I collected about 35 teacher images for each of them, but it may not be necessary to collect that many.
Here is the output result. It was able to separate the 5th and 6th generation.

　It may not be difficult because we extracted a part of what they remember from the original.

Characters with multiple outfits

　How many official costumes does the character you want to output have?

　If the character has only one costume, or if you just want him/her to take it off and do hentai acts, you won't have that much trouble.

　But there will be times when the character will wear different outfits in the course of the work. There is no way that Illustrious will remember each and every one of them. Also, in most cases, the pattern of such costumes is distinctive, so it is unlikely that Prompt alone can reproduce the costume. Therefore, we need to work on creating a character LoRA with multiple costumes learned.

　You can find more information on how to create a character LoRA with multiple costumes here and here.

　In this case, I would like to make a Fuso from Kantai collection. Fuso is a character that Illustrious is learning, so she does not need to learn a face and a uniform like a typical miko.
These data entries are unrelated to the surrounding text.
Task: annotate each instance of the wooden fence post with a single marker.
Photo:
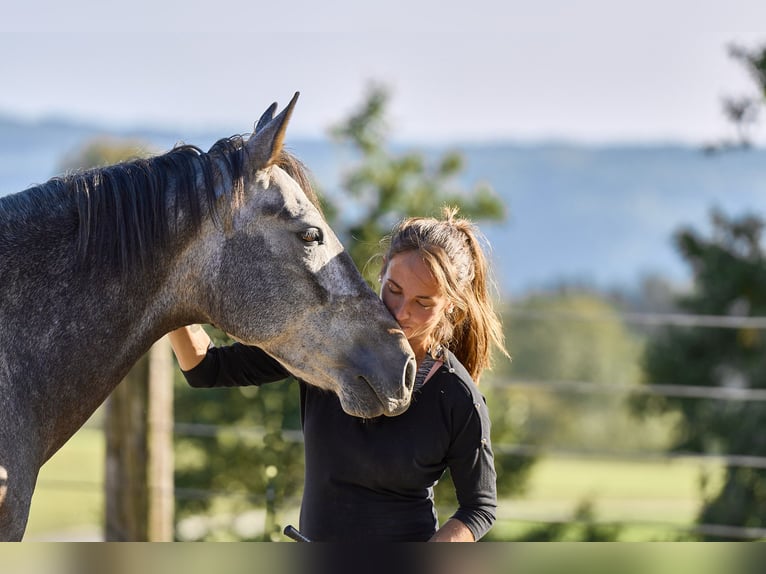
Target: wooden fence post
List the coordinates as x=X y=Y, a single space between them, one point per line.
x=139 y=451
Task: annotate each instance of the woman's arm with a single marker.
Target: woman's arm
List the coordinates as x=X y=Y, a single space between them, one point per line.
x=453 y=531
x=190 y=345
However, Fuso has no less than four official outfits alone: her Kai-II uniform with cherry blossom pattern, her Sunday best outfit for New Year's, her kimono outfit for the rainy season, and her swimsuit. (I omitted the Zuigumo Festival and Sanma. ......)
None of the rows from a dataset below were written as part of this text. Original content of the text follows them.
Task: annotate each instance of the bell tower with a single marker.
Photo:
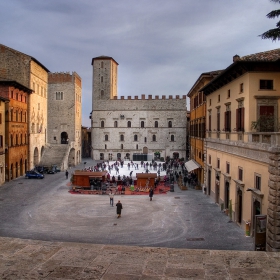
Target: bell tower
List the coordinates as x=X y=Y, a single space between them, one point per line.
x=104 y=79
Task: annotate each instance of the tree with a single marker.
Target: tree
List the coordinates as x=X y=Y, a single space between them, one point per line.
x=273 y=34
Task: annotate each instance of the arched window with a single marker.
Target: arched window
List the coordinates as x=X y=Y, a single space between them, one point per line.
x=170 y=124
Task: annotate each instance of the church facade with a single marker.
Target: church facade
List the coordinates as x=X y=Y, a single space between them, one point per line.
x=124 y=128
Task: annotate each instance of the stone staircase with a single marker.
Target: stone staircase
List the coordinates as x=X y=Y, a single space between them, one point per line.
x=54 y=154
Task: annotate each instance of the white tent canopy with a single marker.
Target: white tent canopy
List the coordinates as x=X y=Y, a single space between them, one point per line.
x=192 y=165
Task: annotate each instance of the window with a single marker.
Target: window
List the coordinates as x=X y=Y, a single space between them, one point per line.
x=59 y=95
x=227 y=168
x=240 y=111
x=266 y=84
x=209 y=121
x=240 y=174
x=227 y=118
x=218 y=120
x=241 y=88
x=258 y=181
x=170 y=124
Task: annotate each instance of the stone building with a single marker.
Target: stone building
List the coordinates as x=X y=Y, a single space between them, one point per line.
x=243 y=141
x=123 y=127
x=3 y=145
x=64 y=119
x=30 y=73
x=16 y=128
x=198 y=125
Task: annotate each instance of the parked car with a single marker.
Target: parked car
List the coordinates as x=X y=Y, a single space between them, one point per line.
x=33 y=174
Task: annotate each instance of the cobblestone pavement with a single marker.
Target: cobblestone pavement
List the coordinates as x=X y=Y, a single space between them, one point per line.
x=32 y=259
x=178 y=235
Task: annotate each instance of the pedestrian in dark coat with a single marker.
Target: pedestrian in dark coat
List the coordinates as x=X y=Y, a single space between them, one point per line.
x=151 y=193
x=119 y=209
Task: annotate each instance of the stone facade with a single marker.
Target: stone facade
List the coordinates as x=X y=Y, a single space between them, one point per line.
x=3 y=102
x=64 y=113
x=123 y=127
x=29 y=72
x=16 y=131
x=242 y=160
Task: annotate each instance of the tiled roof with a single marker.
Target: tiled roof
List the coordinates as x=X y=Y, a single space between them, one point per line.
x=272 y=55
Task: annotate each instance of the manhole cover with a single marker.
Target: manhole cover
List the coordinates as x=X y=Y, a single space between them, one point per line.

Since the Sunday best outfit and the rainy season kimono have only a small number of fan art, I created a temporary LoRA and increased the number of teacher images to about 35 before creating the LoRA. Here is the result.

　The hand is melted and it is not at a level where it can be published without more filling, but I was able to output a costume that looks like it.

　The most important point I would like to make here is that Illustrious, unlike Pony, can combine multiple types of kimonos into one LoRA. Pony had a problem that patterns tended to get mixed up very easily when multiple types of kimonos were mounted. Illustrious has great potential in that this drawback can be solved.

　This is my report on the Illustrious LoRA study. The current release is a v0.1 prototype, but we would like to see the finished product released as well, if possible.